Astable Multivibrator using 555 – Circuit
Above figure shows the circuit diagram of a 555 Timer wired in Astable Mode. 8th pin and 1st pin of the IC are used to give power, Vcc and GND respectively. The 4th pin is RESET pin which is active low and is connected to Vcc to avoid accidental resets. 5th pin is the Control Voltage pin which is not used. So to avoid high frequency noises it is connected to a capacitor C’ whose other end is connected to ground. Usually C’ = 0.01μF. The Trigger (pin 2) and Threshold (pin 6) inputs are connected to the capacitor which determines the output of the timer. Discharge pin (pin 7) is connected to the resistor Rb such that the capacitor can discharge through Rb. Diode D connected in parallel to Rb is only used when an output of duty cycle less than or equal to 50% is required. For the sake of explaing the working Circuit Diagram with Internal Block diagram is shown below.
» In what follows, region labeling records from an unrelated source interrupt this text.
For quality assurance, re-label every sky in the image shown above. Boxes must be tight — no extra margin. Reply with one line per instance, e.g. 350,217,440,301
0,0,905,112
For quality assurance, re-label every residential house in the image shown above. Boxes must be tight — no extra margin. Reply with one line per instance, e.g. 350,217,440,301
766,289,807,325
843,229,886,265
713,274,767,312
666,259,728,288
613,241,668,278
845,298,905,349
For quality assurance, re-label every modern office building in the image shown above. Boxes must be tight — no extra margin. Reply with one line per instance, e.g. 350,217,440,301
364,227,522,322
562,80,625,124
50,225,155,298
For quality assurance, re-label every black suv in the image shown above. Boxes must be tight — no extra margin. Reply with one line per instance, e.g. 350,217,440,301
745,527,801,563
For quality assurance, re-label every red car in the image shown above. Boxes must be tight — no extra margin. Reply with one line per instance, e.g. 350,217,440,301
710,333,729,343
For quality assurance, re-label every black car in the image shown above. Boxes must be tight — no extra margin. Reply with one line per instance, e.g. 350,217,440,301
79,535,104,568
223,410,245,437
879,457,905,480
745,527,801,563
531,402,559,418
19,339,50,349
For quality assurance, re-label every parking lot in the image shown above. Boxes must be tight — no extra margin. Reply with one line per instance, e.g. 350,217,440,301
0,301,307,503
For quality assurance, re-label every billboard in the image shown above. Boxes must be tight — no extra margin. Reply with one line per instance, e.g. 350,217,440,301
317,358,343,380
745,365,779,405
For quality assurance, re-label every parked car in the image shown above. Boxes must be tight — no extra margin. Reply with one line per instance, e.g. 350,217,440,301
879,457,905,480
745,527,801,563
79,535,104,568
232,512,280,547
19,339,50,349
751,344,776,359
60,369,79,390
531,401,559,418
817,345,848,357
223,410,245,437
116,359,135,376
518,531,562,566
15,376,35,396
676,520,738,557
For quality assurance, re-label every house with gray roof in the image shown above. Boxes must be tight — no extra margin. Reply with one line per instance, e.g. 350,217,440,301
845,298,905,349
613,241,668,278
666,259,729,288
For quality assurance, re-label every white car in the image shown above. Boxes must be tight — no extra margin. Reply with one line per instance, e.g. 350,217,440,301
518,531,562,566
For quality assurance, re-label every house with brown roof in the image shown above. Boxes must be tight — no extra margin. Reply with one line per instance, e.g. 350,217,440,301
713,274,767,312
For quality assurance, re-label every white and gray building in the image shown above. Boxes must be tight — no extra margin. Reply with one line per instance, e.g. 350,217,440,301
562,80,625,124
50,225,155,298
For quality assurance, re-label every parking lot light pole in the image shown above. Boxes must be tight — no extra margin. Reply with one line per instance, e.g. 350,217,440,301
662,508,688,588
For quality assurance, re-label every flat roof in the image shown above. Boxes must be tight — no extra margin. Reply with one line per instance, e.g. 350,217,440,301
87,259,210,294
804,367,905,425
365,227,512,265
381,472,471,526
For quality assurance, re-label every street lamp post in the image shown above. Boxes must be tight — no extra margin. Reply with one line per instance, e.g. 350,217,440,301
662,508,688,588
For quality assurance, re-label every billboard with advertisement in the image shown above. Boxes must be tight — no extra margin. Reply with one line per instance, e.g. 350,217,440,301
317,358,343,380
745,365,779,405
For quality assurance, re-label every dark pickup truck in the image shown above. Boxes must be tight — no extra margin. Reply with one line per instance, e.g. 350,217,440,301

Circuit with Internal Block Diagram
Since the Control Voltage (pin 5) is not used the comparator reference voltages will be 2/3 Vcc and 1/3 Vcc respectively. So the output of the 555 will set (goes high) when the capacitor voltage goes below 1/3 Vcc and output will reset (goes low) when the capacitor voltage goes above 2/3 Vcc.
- When the circuit is switched ON, the capacitor (C) voltage will be less than 1/3 Vcc. So the output of the lower comparator will be HIGH and of the higher comparator will be LOW. This SETs the output of the SR Flip-flop.
- Thus the discharging transistor will be OFF and the capacitor C starts charging from Vcc through resistor Ra & Rb.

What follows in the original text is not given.